Remedios Varo (Espanha, 1908 – México,
1963)
Diante
da perda da filha, a catalã Ignacia Uranga se viu inconsolável. Aos seus olhos,
somente outra gravidez poderia apaziguar a dor de uma mãe em luto.
Foi então que, em 1908, nasceu María de los Remedíos Varo.
Aos
15 anos, candidatou-se a uma vaga na mais próspera e conceituada academia
de artes espanhola, que tinha em seu currículo de formação pintores como
Pablo Picasso. Aceita, tornou-se
uma das primeiras mulheres da história a estudarem no instituto. Mais
tarde, em 1935, já inserida no movimento surrealista de André Breton,
dividiu mesas de discussão com o conterrâneo e colega
catalão, Salvador Dalí, e outros artistas de renome da época.
Em
uma vida conduzida por problemas cardiovasculares, também teve sua trajetória
marcada por fugas. Primeiro, da Guerra Civil Espanhola e seu ditador Francisco
Franco.
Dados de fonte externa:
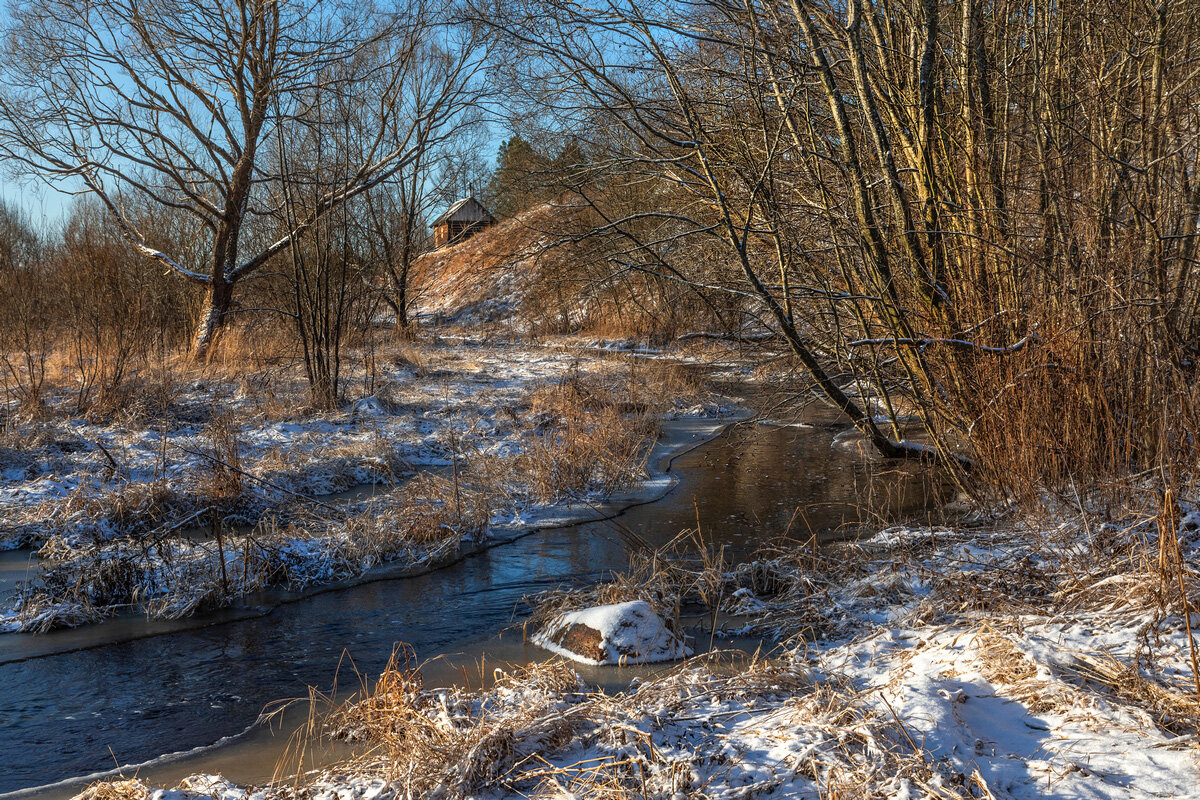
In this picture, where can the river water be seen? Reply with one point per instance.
(79, 703)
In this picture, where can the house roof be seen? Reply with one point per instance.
(465, 210)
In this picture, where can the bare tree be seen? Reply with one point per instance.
(179, 100)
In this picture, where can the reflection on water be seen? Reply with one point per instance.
(75, 713)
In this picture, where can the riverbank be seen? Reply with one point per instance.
(460, 441)
(996, 661)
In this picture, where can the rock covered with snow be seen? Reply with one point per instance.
(610, 635)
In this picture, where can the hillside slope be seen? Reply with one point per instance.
(502, 271)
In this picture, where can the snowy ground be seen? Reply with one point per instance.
(922, 663)
(448, 431)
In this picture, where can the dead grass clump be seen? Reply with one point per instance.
(225, 471)
(450, 743)
(1006, 665)
(115, 789)
(599, 451)
(1174, 708)
(435, 507)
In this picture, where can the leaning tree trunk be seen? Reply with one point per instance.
(217, 299)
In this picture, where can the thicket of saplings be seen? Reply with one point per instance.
(984, 216)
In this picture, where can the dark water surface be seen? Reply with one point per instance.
(77, 713)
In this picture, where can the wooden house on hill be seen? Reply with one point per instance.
(462, 220)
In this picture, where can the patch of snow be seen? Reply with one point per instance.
(619, 633)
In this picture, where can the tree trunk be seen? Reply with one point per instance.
(217, 299)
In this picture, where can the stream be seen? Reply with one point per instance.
(77, 703)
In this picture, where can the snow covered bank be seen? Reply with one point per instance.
(923, 663)
(618, 633)
(492, 439)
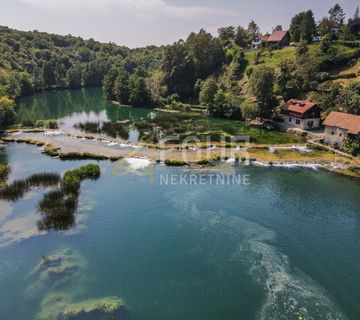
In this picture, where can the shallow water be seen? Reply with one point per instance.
(286, 246)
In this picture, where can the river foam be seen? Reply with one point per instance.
(289, 292)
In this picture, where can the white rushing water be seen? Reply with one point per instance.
(289, 292)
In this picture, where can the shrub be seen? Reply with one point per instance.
(175, 163)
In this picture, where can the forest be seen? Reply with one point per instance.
(218, 74)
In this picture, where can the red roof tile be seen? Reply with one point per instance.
(350, 122)
(277, 36)
(298, 106)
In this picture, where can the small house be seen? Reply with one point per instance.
(259, 41)
(340, 126)
(301, 114)
(229, 43)
(279, 39)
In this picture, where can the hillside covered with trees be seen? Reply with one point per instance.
(216, 73)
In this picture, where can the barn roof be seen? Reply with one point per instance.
(298, 106)
(350, 122)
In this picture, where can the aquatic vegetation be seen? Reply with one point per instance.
(175, 163)
(18, 188)
(102, 309)
(59, 281)
(27, 141)
(4, 172)
(112, 129)
(53, 151)
(86, 156)
(58, 207)
(64, 306)
(57, 271)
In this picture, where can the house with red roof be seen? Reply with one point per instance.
(279, 39)
(301, 114)
(340, 126)
(259, 41)
(276, 40)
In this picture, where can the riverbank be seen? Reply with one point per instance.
(68, 146)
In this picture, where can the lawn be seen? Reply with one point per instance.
(274, 57)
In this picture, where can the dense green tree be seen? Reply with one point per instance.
(287, 80)
(7, 113)
(9, 85)
(208, 90)
(48, 74)
(325, 26)
(354, 24)
(121, 87)
(73, 77)
(337, 14)
(302, 48)
(250, 109)
(226, 33)
(326, 95)
(352, 145)
(94, 73)
(206, 53)
(303, 26)
(349, 98)
(138, 92)
(225, 105)
(262, 87)
(26, 83)
(253, 29)
(179, 71)
(242, 37)
(109, 83)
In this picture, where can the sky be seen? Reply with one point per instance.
(137, 23)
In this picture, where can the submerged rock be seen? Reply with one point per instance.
(102, 309)
(59, 270)
(56, 306)
(59, 282)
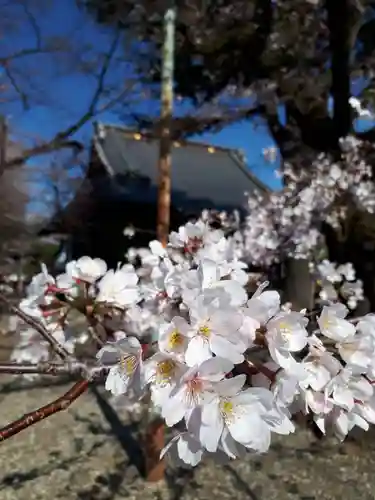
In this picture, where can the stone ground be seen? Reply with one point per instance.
(90, 452)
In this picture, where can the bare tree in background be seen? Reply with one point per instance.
(35, 60)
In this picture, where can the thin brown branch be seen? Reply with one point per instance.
(46, 411)
(42, 368)
(17, 88)
(34, 323)
(63, 139)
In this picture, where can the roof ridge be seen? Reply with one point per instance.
(125, 129)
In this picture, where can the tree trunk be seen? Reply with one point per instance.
(299, 284)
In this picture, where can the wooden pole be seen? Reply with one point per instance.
(3, 143)
(154, 438)
(165, 160)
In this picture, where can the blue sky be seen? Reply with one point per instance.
(68, 95)
(63, 94)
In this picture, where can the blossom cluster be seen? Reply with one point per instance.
(224, 369)
(338, 282)
(288, 222)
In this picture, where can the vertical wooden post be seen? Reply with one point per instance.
(154, 438)
(3, 143)
(165, 161)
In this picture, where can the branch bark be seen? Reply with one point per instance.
(46, 411)
(34, 323)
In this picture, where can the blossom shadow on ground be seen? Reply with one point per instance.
(125, 434)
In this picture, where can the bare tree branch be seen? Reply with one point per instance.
(41, 368)
(63, 139)
(56, 346)
(46, 411)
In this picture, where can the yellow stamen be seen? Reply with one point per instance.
(175, 339)
(285, 330)
(205, 331)
(227, 410)
(128, 363)
(165, 370)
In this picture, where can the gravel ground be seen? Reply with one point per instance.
(91, 452)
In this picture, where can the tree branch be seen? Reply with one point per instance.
(56, 346)
(43, 368)
(62, 139)
(46, 411)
Depois, quando já estabelecida em Paris, fugitiva da ofensiva
nazista de Hitler, assim como outros artistas anarquistas da época, encontrou
refúgio no México.
Sua
obra é marcada por personagens femininas, fugindo do olhar de pintores
surrealistas que ainda as objetificava. Remedios pintou misteriosas magas,
anciãs e bruxas, donas de seus mundos oníricos e pessoais. Suas pinturas são ricas em personagens mitológicos, fantasias, alquimia, magia, mundos lúdicos,
por vezes parecendo serem ilustrações de histórias e contos de fadas.
Práticas arteterapêuticas
“Les
feiulles mortes”
Tenho
utilizado algumas pinturas de Remedios Varo como estímulos projetivos em grupos
arteterapêuticos e atendimentos individuais. A partir destas experiências é
muito interessante observar que, apesar de em senso comum as pinturas da
artista transmitirem um aspecto denso e sombrio, não podemos subestimar o poder
da projeção: cada espectador enxergará nas imagens aquilo que lhe pertence e
lhe é necessário integrar à consciência, sejam aspectos desagradáveis ou
agradáveis.
Das
obras da artista, percebo que selecionei para meu repertório aquelas que fazem
um convite para a introversão, um olhar para dentro, ao encontro de conteúdos
psíquicos mais íntimos. Utilizo estas imagens quando intento convidar o
paciente para olhar para si com uma escuta mais atenta e profunda, como que
puxando um fio daquilo que precisamos ouvir e acolher no campo terapêutico.
A
partir da estimulação projetiva através da obra é possível propor uma escrita
criativa ou uma releitura da obra em desenho ou pintura. Mas uma orientação
essencial se faz em não dizer o nome da obra antes do encontro puro do olhar do
espectador, pois saber o nome poderá atravessar em muito sua projeção.
Remedios
Varo e suas imagens oníricas podem servir de grande contribuição ao repertório
do arteterapeuta e meu desejo é que este texto possa estimular ao leitor que
busque conhece-la melhor e mais de sua obra, em sua intensidade e potência!
“Insônia”
Para conhecer as obras de Revebios Varo acesse: www.remedios-varo.com
Referências Bibliográficas:
BRADLEY, Fiona. Surrealismo – Movimentos da Arte Moderna. Ed Companhia das letras, São Paulo. 1999.
MORAES,
Eliana. Expressões artísticas e as questões terapêuticas. Blog Não Palavra, 26/08/19
SHARP, Daryl. Léxico Junguiano. Ed
Cultrix, SP, 1991.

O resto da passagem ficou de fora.